Originally Posted by
summit
Further illustrating the above point, in my area there is well over 200 acres of undeveloped land in various lots, a good chunk of it owned by Vail Resorts, much of it around current employee and workforce housing areas.
We aren't at buildout.
So why do you need density in the few SFH areas, less than 5% of the housing units in my zone, when those are not going to actually make a meaningful impact on the housing situation?
If you want densification, there are tons of condo buildings on large lots where the buildings occupy less area on the lot proportionally than do most SFHs. You could build 1 or 2 more MDUs that would supply more housing than if every SFH built an ADU, and those two complexes would be at a fraction of the cost per unit of the ADUs.
The biggest issue for creating new workforce reserved housing is build cost vs what the workforce can pay. ADUs have the highest cost per unit of any workforce housing option, which is why they have to be STRs to cashflow.

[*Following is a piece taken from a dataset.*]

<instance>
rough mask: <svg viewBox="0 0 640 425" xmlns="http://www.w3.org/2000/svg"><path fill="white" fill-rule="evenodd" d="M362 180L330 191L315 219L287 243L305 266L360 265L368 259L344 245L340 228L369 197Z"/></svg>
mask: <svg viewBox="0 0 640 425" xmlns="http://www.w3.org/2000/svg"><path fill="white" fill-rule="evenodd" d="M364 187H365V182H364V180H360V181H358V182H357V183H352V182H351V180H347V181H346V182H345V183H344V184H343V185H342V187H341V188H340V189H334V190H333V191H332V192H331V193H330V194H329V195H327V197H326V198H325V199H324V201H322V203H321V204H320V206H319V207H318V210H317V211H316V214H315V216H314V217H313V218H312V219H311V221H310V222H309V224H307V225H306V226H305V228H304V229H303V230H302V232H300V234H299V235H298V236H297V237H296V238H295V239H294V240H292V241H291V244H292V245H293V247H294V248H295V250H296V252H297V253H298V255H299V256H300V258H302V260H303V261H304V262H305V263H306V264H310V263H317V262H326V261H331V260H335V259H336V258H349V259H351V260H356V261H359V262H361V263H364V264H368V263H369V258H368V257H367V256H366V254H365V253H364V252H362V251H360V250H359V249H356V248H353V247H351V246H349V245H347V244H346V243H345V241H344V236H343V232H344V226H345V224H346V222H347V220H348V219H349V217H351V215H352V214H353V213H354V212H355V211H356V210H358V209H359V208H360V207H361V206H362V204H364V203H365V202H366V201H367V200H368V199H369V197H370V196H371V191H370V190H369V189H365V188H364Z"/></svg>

Eagle Water said the issue will be a lack of capacity necessitating hundreds of millions of dollars in plant upgrades. Local government will have NO say of "this area has water capacity so you can do ADUs in this hood, but that hood doesn't have capacity." Not allowed under the legislation.
The legislation forbids "requiring entities to submit a completed and validated water loss audit report to the Colorado water conservation board."